From the viewpoint the most impressive sight is actually the waterfall which was all the more impressive given that it had rained almost non-stop for all of August.

Kilt Rock is actually the rock formation at the back of the photo. It is apparently called Kilt Rock as the columns look like the pleats in a kilt. I'm not entirely convinced myself but it was a lovely spot in which to stand and enjoy the view and listen to the fence sing.
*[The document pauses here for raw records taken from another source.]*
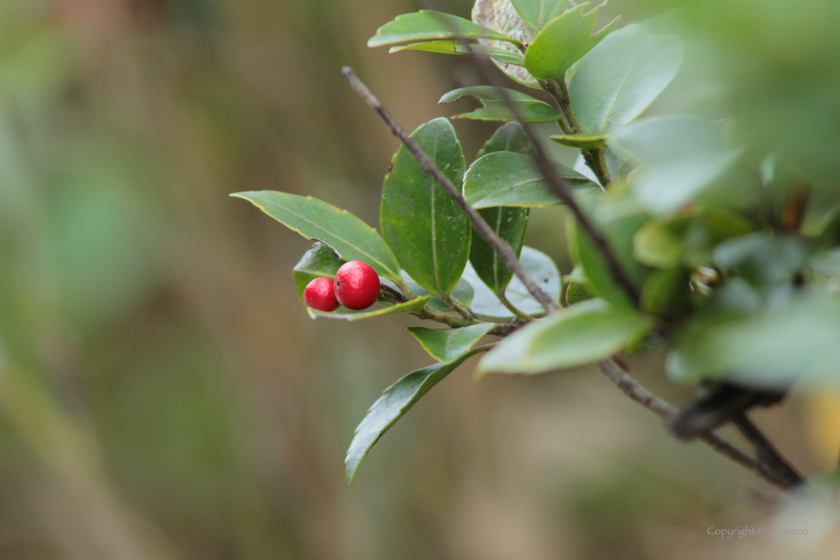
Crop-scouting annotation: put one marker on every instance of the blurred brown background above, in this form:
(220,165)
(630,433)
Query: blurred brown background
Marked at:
(162,393)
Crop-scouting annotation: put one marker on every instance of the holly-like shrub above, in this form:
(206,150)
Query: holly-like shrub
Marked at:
(705,240)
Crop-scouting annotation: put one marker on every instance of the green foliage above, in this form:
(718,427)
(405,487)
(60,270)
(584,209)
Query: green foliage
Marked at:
(449,345)
(496,107)
(537,13)
(428,25)
(699,229)
(459,47)
(508,223)
(563,42)
(619,221)
(541,268)
(346,234)
(462,294)
(392,405)
(427,230)
(584,333)
(511,179)
(622,76)
(793,339)
(582,141)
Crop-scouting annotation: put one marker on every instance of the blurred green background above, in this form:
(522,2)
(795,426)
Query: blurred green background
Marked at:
(162,393)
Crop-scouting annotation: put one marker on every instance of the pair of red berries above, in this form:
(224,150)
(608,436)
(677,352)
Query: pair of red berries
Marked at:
(356,286)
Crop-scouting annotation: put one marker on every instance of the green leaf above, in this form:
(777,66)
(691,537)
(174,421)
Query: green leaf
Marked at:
(666,292)
(687,239)
(462,294)
(509,179)
(541,268)
(762,259)
(428,25)
(426,229)
(794,341)
(618,221)
(827,263)
(576,292)
(669,186)
(582,141)
(392,405)
(449,345)
(537,13)
(508,138)
(496,109)
(318,262)
(509,224)
(622,76)
(563,42)
(459,47)
(655,245)
(582,334)
(412,306)
(346,234)
(667,139)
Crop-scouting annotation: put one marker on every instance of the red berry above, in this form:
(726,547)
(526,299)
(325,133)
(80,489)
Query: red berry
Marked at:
(319,294)
(356,285)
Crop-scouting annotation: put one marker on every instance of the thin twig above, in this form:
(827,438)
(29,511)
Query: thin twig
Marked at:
(501,246)
(766,453)
(637,392)
(594,159)
(556,183)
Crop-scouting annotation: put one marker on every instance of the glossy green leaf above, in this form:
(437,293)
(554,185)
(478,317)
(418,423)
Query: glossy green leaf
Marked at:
(496,108)
(412,306)
(428,25)
(391,406)
(346,234)
(622,76)
(318,262)
(508,138)
(576,292)
(509,179)
(656,245)
(427,230)
(582,334)
(793,341)
(618,221)
(462,294)
(449,345)
(509,223)
(667,139)
(541,268)
(459,47)
(564,41)
(669,186)
(537,13)
(762,259)
(666,292)
(687,239)
(827,263)
(582,141)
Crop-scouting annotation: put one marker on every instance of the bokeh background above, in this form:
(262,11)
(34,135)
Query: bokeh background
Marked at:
(164,396)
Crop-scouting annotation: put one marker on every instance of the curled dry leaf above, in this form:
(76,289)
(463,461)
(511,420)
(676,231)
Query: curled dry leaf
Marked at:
(500,15)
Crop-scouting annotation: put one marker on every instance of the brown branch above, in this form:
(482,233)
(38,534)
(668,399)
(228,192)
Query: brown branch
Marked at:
(556,183)
(501,246)
(767,454)
(640,394)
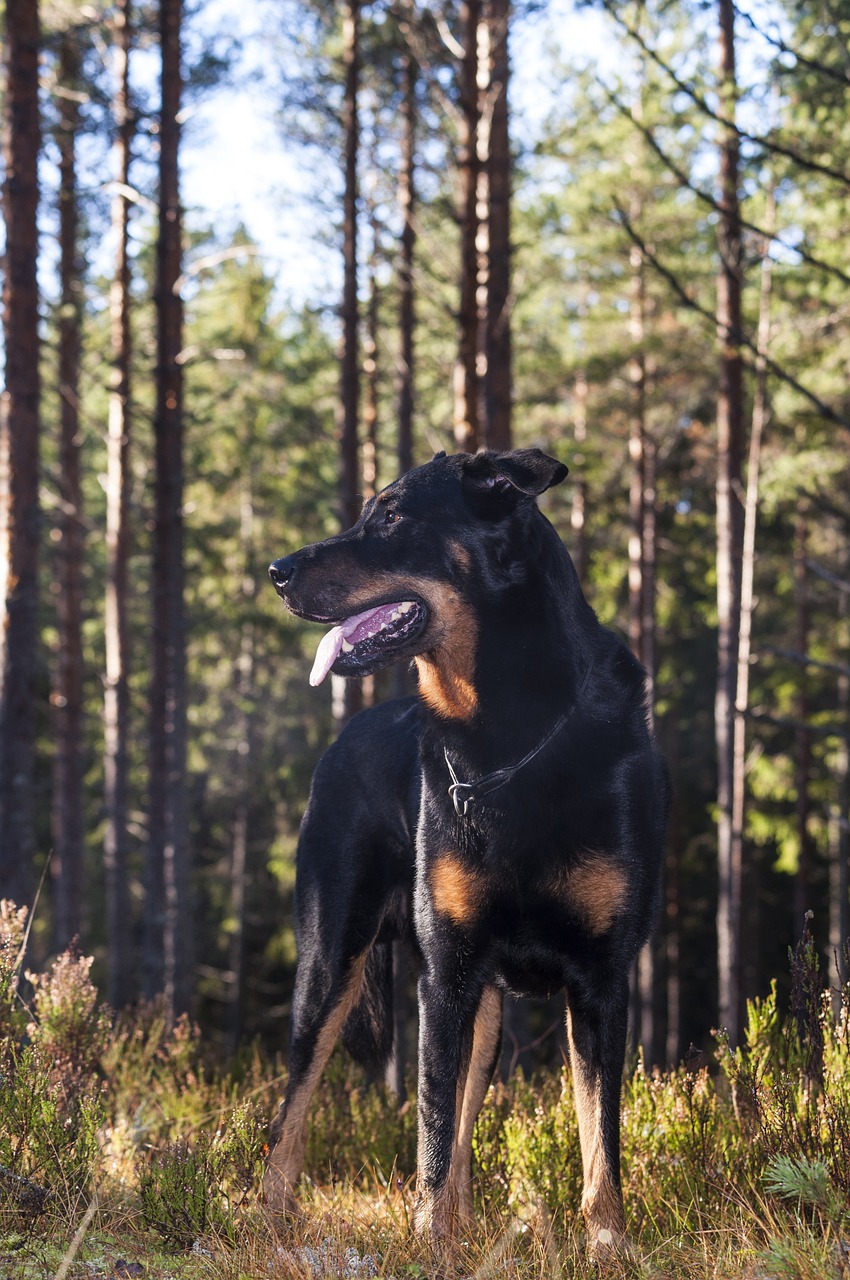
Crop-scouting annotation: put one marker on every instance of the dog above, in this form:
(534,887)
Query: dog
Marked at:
(508,819)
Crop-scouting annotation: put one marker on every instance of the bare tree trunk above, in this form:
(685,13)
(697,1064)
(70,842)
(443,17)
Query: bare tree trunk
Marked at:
(242,766)
(801,737)
(370,361)
(673,917)
(406,304)
(467,429)
(168,935)
(67,863)
(641,588)
(579,513)
(346,694)
(730,528)
(761,412)
(122,983)
(19,453)
(840,819)
(498,383)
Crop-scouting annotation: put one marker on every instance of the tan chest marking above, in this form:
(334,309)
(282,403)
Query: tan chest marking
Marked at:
(447,672)
(595,890)
(456,891)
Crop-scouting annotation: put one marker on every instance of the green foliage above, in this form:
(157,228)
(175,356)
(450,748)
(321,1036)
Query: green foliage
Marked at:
(51,1098)
(357,1128)
(192,1191)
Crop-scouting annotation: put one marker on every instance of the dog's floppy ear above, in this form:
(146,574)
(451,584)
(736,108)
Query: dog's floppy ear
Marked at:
(494,484)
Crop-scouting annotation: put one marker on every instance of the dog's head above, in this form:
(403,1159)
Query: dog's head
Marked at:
(396,585)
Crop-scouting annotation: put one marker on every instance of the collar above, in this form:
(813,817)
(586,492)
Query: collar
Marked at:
(464,794)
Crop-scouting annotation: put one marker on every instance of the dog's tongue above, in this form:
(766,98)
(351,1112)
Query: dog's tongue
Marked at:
(327,654)
(353,629)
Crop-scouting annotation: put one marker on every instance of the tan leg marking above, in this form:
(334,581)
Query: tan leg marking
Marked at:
(289,1133)
(456,891)
(439,1212)
(595,890)
(601,1197)
(488,1025)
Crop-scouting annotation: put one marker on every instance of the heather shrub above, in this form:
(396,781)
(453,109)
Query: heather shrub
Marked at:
(356,1127)
(69,1027)
(193,1191)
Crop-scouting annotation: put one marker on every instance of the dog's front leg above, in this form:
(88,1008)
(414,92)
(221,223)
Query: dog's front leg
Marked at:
(597,1023)
(447,1018)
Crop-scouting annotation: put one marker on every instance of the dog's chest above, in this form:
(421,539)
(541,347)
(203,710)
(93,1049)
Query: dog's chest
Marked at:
(524,896)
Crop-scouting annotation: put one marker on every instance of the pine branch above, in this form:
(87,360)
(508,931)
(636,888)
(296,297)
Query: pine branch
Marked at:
(707,199)
(769,145)
(737,339)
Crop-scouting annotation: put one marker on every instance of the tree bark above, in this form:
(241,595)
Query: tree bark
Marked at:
(122,984)
(466,415)
(67,698)
(19,455)
(346,694)
(498,380)
(370,361)
(840,823)
(730,529)
(579,513)
(801,737)
(168,952)
(748,562)
(407,300)
(245,680)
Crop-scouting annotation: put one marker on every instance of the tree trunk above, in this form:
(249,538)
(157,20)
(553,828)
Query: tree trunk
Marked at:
(498,385)
(748,558)
(801,737)
(246,696)
(641,588)
(673,913)
(370,360)
(346,694)
(67,864)
(168,927)
(19,455)
(579,513)
(406,301)
(122,983)
(467,430)
(840,821)
(730,529)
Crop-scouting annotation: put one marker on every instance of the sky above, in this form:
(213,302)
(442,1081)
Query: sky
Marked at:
(237,169)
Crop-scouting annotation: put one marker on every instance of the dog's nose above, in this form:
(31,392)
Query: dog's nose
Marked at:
(280,571)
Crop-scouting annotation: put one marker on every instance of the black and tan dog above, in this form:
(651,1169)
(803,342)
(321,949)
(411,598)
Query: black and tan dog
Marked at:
(511,817)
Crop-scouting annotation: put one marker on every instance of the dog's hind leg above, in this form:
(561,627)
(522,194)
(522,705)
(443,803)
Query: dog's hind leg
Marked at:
(446,1048)
(485,1051)
(316,1022)
(597,1022)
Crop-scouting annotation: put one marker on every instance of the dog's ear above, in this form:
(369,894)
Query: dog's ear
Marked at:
(494,484)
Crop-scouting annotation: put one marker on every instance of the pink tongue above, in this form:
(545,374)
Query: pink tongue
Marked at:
(327,654)
(355,629)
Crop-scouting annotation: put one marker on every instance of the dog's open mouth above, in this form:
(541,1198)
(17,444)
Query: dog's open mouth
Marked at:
(368,640)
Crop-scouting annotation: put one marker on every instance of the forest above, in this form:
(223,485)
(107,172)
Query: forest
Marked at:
(630,255)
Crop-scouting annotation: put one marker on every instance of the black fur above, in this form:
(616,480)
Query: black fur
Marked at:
(548,882)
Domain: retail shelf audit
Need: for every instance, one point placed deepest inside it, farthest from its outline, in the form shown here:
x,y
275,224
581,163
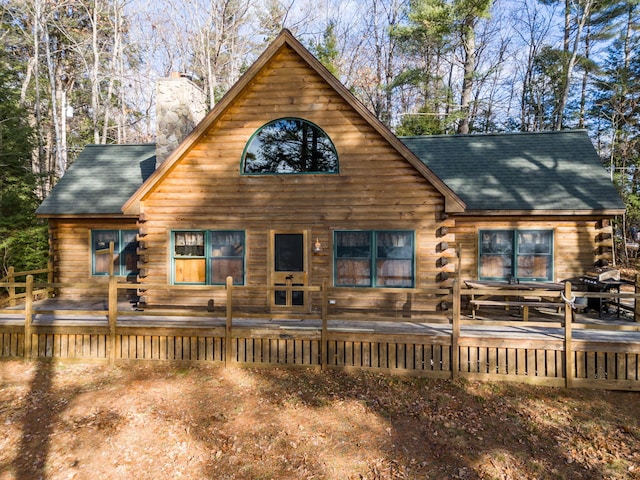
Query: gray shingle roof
x,y
542,171
101,179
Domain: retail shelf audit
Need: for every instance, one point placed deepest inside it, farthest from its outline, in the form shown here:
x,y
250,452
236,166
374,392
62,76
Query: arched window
x,y
289,145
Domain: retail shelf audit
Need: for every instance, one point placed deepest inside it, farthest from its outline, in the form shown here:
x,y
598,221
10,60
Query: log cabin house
x,y
290,180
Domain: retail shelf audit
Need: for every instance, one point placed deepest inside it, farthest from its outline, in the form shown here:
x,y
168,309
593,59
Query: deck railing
x,y
559,356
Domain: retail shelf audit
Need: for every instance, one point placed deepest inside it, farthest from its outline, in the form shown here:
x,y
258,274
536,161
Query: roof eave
x,y
608,212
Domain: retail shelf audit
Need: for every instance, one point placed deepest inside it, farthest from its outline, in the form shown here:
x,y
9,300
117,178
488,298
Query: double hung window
x,y
516,254
374,258
208,257
125,244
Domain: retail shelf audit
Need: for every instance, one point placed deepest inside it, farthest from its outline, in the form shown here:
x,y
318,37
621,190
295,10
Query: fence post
x,y
28,316
455,329
568,348
12,288
112,315
325,327
636,309
229,324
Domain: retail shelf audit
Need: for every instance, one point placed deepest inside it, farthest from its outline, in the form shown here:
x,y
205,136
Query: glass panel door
x,y
289,269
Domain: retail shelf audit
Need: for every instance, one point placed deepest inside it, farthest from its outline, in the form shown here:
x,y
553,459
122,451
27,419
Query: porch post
x,y
28,316
112,301
227,332
568,349
455,329
112,315
325,328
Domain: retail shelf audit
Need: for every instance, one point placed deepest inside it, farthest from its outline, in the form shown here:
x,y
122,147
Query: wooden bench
x,y
475,305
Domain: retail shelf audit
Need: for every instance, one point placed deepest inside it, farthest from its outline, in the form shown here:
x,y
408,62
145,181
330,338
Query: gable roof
x,y
453,203
100,180
540,172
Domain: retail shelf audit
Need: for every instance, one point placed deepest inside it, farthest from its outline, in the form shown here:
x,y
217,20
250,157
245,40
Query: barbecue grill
x,y
602,280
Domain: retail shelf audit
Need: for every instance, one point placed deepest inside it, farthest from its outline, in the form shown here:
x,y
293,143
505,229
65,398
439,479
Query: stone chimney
x,y
180,105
To stop people leaning out too far while looking at the waterfall and to stop them being blown away when it's windy a fence has been erected along the edge of the cliff. For some reason the tubular metal fence contains a number of small holes. The holes combined with the gaps between the rails and a strong wind make the fence sing!

Saturday 5 September 2009

Diatomite

The next stop on our trip around the Trotternish peninsula of Skye was the Diatomite works at Inver Tote. Diatomite (known locally as Cailc) was discovered at Loch Cuithir in 1886. By 1889 the Skye Diatomite Company was extracting Diatomite from the loch and transporting it via railway to drying sheds at Inver Tote. The remains of the sheds can still be seen today although the railway has long since gone.
For those of you who, like me, have never heard of Diatomite before, I'm told that it is a whitish clay like deposit of microscopic shells. It has a number of industrial uses but it is probably best known as the additive used to make nitroglycerin stable giving rise to the patented product -- dynamite. If you want more details then the Wikipedia page is quite informative.